Тут кто-то, Жуковский вроде, и говорит: «Я одного мужика знаю, он в своем огороде какой-то камень нашел. Камень тот необыкновенный – весь в крапинках каких-то да точечках. Мужик, видать, умный очень, сразу догадался, что на камне – послание с небес. Камень этот мужик в избе в красном углу под иконой Божьей Матери теперь сохраняет. Людей любопытствующих к себе в дом приводит, диковинку показывает, и всем объясняет, что это знак Божий о конце света. Давайте мы мужика этого пригласим да бумаги наши покажем, может он что распознает».

Так и сделали. Только первую бумагу из дела вынули, мужик как заорет, как закрестится: «Свят-свят, прости да помилуй. Крючочки да точечки – точно как на моем камне! Вот вам хрест святой – никак и это послание Божье». И замолчал. Сколько комиссия ни билась – слова больше не вымолвил. Даже пороть велели: все одно, молчит. Пришлось домой его отпустить.

А бумаги опять в папку сложили и в архив снесли, решили до лучших времен ждать, может, все само собой уладится.

Да так и случилось. Через много лет служака один, ну, обычная архивная крыса, бумаги пушкинские перекладывал, присмотрелся и видит, что это мат сплошной: либо отдельные слова матерные, либо выражения целые. Да такие забористые и диковинные, что подобного сейчас нигде не услышишь: слова-то старинные, а смысл един – матерный.

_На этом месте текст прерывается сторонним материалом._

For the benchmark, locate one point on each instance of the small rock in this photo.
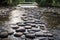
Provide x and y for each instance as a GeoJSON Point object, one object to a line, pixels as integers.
{"type": "Point", "coordinates": [15, 27]}
{"type": "Point", "coordinates": [28, 27]}
{"type": "Point", "coordinates": [21, 29]}
{"type": "Point", "coordinates": [29, 35]}
{"type": "Point", "coordinates": [35, 29]}
{"type": "Point", "coordinates": [18, 34]}
{"type": "Point", "coordinates": [4, 34]}
{"type": "Point", "coordinates": [10, 33]}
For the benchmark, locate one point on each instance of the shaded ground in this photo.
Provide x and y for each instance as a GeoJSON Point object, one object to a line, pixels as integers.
{"type": "Point", "coordinates": [16, 18]}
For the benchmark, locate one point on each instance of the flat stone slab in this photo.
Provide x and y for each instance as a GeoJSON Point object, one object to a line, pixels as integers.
{"type": "Point", "coordinates": [3, 34]}
{"type": "Point", "coordinates": [29, 35]}
{"type": "Point", "coordinates": [28, 27]}
{"type": "Point", "coordinates": [18, 34]}
{"type": "Point", "coordinates": [21, 29]}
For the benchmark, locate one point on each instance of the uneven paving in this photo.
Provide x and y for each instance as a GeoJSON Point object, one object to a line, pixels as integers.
{"type": "Point", "coordinates": [25, 24]}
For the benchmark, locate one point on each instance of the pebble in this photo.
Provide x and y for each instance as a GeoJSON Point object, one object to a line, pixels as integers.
{"type": "Point", "coordinates": [35, 29]}
{"type": "Point", "coordinates": [3, 34]}
{"type": "Point", "coordinates": [29, 35]}
{"type": "Point", "coordinates": [21, 29]}
{"type": "Point", "coordinates": [18, 34]}
{"type": "Point", "coordinates": [28, 27]}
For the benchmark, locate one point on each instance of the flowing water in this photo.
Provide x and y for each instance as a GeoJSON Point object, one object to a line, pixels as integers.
{"type": "Point", "coordinates": [15, 17]}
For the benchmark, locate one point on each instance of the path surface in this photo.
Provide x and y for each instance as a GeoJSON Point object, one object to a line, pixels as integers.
{"type": "Point", "coordinates": [26, 24]}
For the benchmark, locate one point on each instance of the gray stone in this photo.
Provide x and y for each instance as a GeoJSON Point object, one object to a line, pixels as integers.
{"type": "Point", "coordinates": [10, 32]}
{"type": "Point", "coordinates": [21, 29]}
{"type": "Point", "coordinates": [29, 35]}
{"type": "Point", "coordinates": [3, 34]}
{"type": "Point", "coordinates": [18, 34]}
{"type": "Point", "coordinates": [35, 29]}
{"type": "Point", "coordinates": [28, 27]}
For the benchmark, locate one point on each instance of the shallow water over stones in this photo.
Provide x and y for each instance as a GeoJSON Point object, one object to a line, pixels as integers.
{"type": "Point", "coordinates": [17, 24]}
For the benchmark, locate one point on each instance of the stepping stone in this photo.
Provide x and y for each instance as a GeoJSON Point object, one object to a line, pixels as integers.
{"type": "Point", "coordinates": [29, 35]}
{"type": "Point", "coordinates": [26, 33]}
{"type": "Point", "coordinates": [20, 24]}
{"type": "Point", "coordinates": [35, 29]}
{"type": "Point", "coordinates": [3, 34]}
{"type": "Point", "coordinates": [14, 26]}
{"type": "Point", "coordinates": [23, 36]}
{"type": "Point", "coordinates": [28, 27]}
{"type": "Point", "coordinates": [10, 32]}
{"type": "Point", "coordinates": [39, 34]}
{"type": "Point", "coordinates": [18, 34]}
{"type": "Point", "coordinates": [21, 29]}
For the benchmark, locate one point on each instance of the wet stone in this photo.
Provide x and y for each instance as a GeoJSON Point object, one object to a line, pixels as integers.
{"type": "Point", "coordinates": [20, 24]}
{"type": "Point", "coordinates": [28, 27]}
{"type": "Point", "coordinates": [18, 34]}
{"type": "Point", "coordinates": [10, 32]}
{"type": "Point", "coordinates": [35, 29]}
{"type": "Point", "coordinates": [15, 27]}
{"type": "Point", "coordinates": [21, 29]}
{"type": "Point", "coordinates": [3, 34]}
{"type": "Point", "coordinates": [39, 34]}
{"type": "Point", "coordinates": [29, 35]}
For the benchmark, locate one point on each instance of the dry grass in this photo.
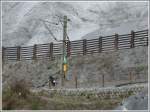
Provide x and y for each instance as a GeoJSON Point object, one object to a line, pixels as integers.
{"type": "Point", "coordinates": [18, 96]}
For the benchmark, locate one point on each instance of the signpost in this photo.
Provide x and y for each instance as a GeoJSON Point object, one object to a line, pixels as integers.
{"type": "Point", "coordinates": [64, 63]}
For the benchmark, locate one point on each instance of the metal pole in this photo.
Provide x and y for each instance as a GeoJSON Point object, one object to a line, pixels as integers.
{"type": "Point", "coordinates": [64, 50]}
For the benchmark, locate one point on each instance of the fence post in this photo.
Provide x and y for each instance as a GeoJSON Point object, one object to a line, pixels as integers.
{"type": "Point", "coordinates": [116, 41]}
{"type": "Point", "coordinates": [132, 39]}
{"type": "Point", "coordinates": [34, 52]}
{"type": "Point", "coordinates": [68, 48]}
{"type": "Point", "coordinates": [3, 54]}
{"type": "Point", "coordinates": [100, 44]}
{"type": "Point", "coordinates": [51, 51]}
{"type": "Point", "coordinates": [18, 53]}
{"type": "Point", "coordinates": [84, 47]}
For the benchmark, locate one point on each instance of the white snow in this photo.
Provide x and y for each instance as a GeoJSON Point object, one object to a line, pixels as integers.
{"type": "Point", "coordinates": [21, 25]}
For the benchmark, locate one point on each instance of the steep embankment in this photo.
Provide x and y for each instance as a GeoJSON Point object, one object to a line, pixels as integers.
{"type": "Point", "coordinates": [117, 67]}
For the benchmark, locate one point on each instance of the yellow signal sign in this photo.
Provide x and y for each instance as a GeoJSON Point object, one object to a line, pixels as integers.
{"type": "Point", "coordinates": [65, 66]}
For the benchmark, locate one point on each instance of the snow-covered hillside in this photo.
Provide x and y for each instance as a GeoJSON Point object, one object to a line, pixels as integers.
{"type": "Point", "coordinates": [25, 23]}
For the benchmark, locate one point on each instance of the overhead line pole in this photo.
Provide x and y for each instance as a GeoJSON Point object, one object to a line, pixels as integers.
{"type": "Point", "coordinates": [64, 49]}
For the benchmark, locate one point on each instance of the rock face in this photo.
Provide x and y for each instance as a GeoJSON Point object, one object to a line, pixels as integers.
{"type": "Point", "coordinates": [136, 102]}
{"type": "Point", "coordinates": [129, 65]}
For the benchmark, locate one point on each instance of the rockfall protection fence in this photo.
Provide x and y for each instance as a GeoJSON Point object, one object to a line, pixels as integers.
{"type": "Point", "coordinates": [76, 48]}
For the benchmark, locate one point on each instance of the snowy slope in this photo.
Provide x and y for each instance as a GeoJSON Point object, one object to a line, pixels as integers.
{"type": "Point", "coordinates": [23, 21]}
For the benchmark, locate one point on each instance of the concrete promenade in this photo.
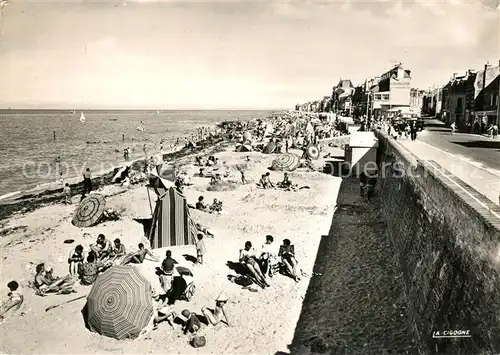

Собрали снова комиссию – из тех, кто в живых остался. Что, думают, делать – раньше плохо было, а теперь и того хуже. Пушкин-то уже солнцем русской поэзии значился. Хотели опять на авось положиться и дело в архиве закрыть, да какой-то из новеньких говорит: «А, может, это Пушкин Баркова переписал?» Все сразу с облегчением затараторили: «Ну, конечно, Баркова. А как же иначе-то!» И бумаги в архив вернули.

Вот так-то открытие и совершилось. Вот и пример, для какой пользы-надобности архивы всякие беречь нужно.

*   *   *

К Блоку Мандельштам относился холодно, у Фета ценил только одну строчку, Некрасова не любил, а Бунина терпеть не мог. Любил же он Батюшкова и Баратынского, а Пушкина просто обожал.

Осип Эмильевич очень хотел походить на Пушкина. Раз он явился на маскарад в сером цилиндре и с наклеенными бачками. Никто не мог понять, на кого это похоже. А разобиженный Ося не стал читать свои стихи, забился в угол и оттуда затравленно глядел на окружающих. И только всепонимающая Надежда Яковлевна увела его к себе домой (как оказалось, навсегда), назвавшись Натальей Гончаровой.